Re: Tech Discussions on the Multitrack Media (issue-152) from Silvia Pfeiffer on 2011-02-28 (public-html@w3.org from February 2011)

From: Silvia Pfeiffer <silviapfeiffer1@gmail.com>
Date: Mon, 28 Feb 2011 11:39:03 +1100
To: Bob Lund <B.Lund@cablelabs.com>
Cc: Sean Hayes <Sean.Hayes@microsoft.com>, David Singer <singer@apple.com>, "public-html@w3.org" <public-html@w3.org>
Message-ID: <AANLkTimxyzLgY=VPcEbHFPqpyLohSu_om+pLYi7xj=Wz@mail.gmail.com>

For both of the below to work, the browser has to implement an
extraction of the cues from the binary media resource into a TextTrack
with TextTrackCues, which then exposes it to the browser and to
JavaScript. Since by default only TextTracks of @kind=subtitles or
@kind=captions are rendered and these can only contain raw text, it
probably makes sense to declare both the content advisory descriptor
and the image-based caption as @kind=metadata.

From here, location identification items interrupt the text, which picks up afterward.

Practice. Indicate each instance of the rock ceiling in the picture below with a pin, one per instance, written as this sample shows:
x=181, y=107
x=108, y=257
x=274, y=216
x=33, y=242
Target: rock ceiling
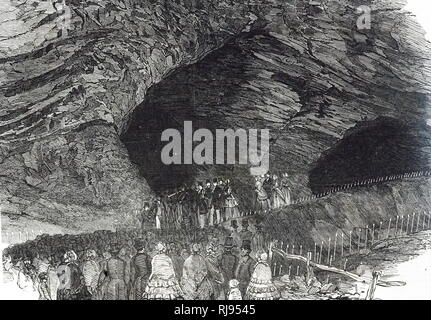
x=68, y=92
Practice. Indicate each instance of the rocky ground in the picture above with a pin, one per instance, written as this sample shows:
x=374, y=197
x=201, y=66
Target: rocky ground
x=69, y=89
x=405, y=267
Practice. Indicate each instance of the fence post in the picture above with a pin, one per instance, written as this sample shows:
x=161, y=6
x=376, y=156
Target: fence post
x=389, y=228
x=366, y=236
x=335, y=243
x=396, y=227
x=315, y=251
x=359, y=240
x=308, y=269
x=413, y=222
x=407, y=224
x=320, y=254
x=417, y=223
x=380, y=230
x=342, y=244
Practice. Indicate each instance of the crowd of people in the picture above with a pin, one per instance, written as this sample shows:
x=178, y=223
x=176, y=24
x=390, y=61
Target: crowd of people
x=212, y=203
x=199, y=205
x=272, y=191
x=216, y=263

In the case of the content advisory descriptor, I would expect the
browser to indeed only expose the change of the descriptor in a new
cue. Anything else is just repeated information.

In the case of image-based captions, I am uncertain how the images can
actually be exposed to the browser. One way would be to structure the
cue's text content in such a way that there is a text bit and then
there is a base64 encoded text bit that can be extracted in JavaScript
and displayed. Or alternatively it might be possible to introduce a
service on the server that does this extraction through a URL, e.g.
http://example.com/example_video.mp4?get_caption_image#lang=en&t=20
(or something more nicely engineered). Then this url can be inferred
by the JavaScript parser of the related @kind=metadata track. Since
this involves some sort of server-side service, I am not sure what the
browser would expose in the actual TextTrack, but maybe it can just
extract the metadata of the track and put that in.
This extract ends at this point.